Implementing the FAIR principles in your organization helps maximize the strategic value of data that exists in your institution. These principles, developed by academics, agency professionals, and industry members, amplify the value of data by making it Findable, Accessible, Interoperable, and Reusable (FAIR).

  • Findable data are labeled and annotated with rich metadata, and the metadata are searchable.
  • Accessible data are open to researchers with the correct authorization, and the metadata persist even after data are gone.
  • Interoperable data follow standards for storing information and can operate with other metadata and systems.
  • Reusable data are well-described and well-tracked with provenance for computation and processing.

Modern informatics systems should deliver on the FAIR principles while supporting the workflow needs of researchers as described above.

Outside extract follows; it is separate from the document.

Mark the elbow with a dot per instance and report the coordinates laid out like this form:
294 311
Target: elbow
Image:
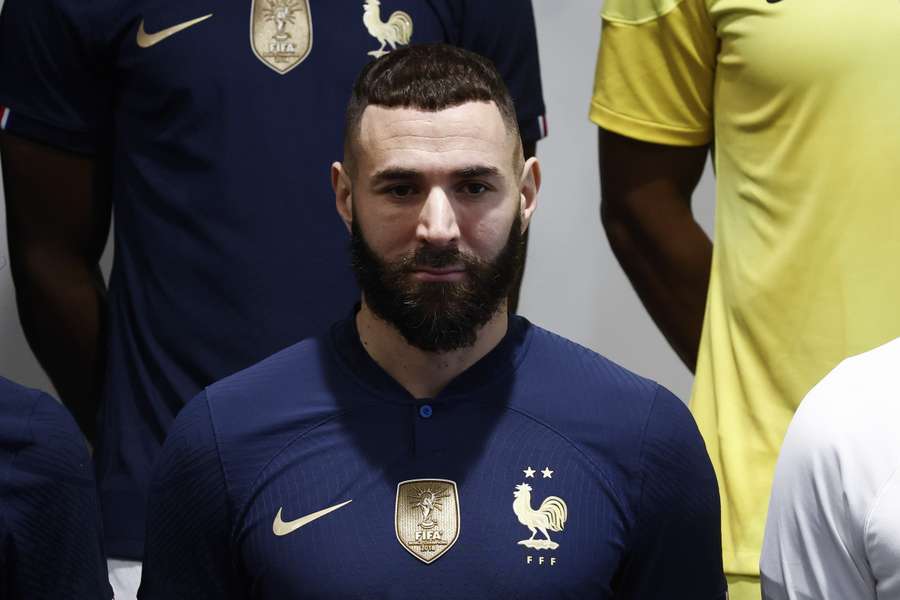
616 224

A clinical research platform designed to enhance productivity and accelerate innovation

Flywheel is a new class of informatics platform that addresses the unique needs of researchers involved in imaging and machine learning. Deployed at leading research institutions around the world, Flywheel supports the entire research workflow including capture, curation, computation, and collaboration, plus compliance at each step.

Capture

Flywheel is designed for true multimodality research. While the system specializes in the unique data types and workflows associated with imaging, the platform is capable of managing nonimaging data such as EMR, digital pathology, EEG, genomics, or any other file-based data. Further, Flywheel can automate data capture from imaging modalities and also clinical PACS and VNAs to streamline research workflows as well as translational testing scenarios.

Curate

Flywheel is unique in its ability to organize and curate research data in cohort-centric projects. The platform provides extensive tools for managing metadata including classification and labeling. Quality assurance is supported through project templates and automation rules. Integrated viewers with image annotation and persistent regions of interest (ROIs) are provided to support blind multireader studies and related machine-learning workflows. Powerful search options with access to all standard or custom metadata are provided to support the FAIR principles.

Compute

Flywheel provides comprehensive tools to automate routine processing, ranging from simple preprocessing to full analytic pipelines and training machine-learning models. The platform scales computational workloads using industry-standard "containerized" applications referred to as "Gears." Gears may originate from Flywheel's Gear Exchange containing ready-to-use applications for common workflows or may be user-provided custom applications. The platform supports elastic scaling of workloads to maximize performance and productivity. Gears automate capture of provenance to support scientific reproducibility and regulatory approvals. Further, Flywheel helps you work with existing pipelines external to the system with powerful APIs and tools for leading scientific programming languages, including Python, MATLAB, and R.

Collaborate

Collaboration is enabled through secure, IRB-compliant projects. Collaboration may be within an institution or across the globe for applications such as clinical trials or multicenter studies. Flywheel projects provide role-based access controls to authorize access and control sharing of data and algorithms. Data may be reused across project boundaries for applications such as machine learning, which require as much data as possible.

Compliance

Flywheel helps reduce security and data privacy risks by providing a secure, regulatory-compliant infrastructure for systematically scaling research data management according to HIPAA and GDPR requirements. The platform provides integrated tools for deidentification of research data to ensure the protection of personal healthcare information.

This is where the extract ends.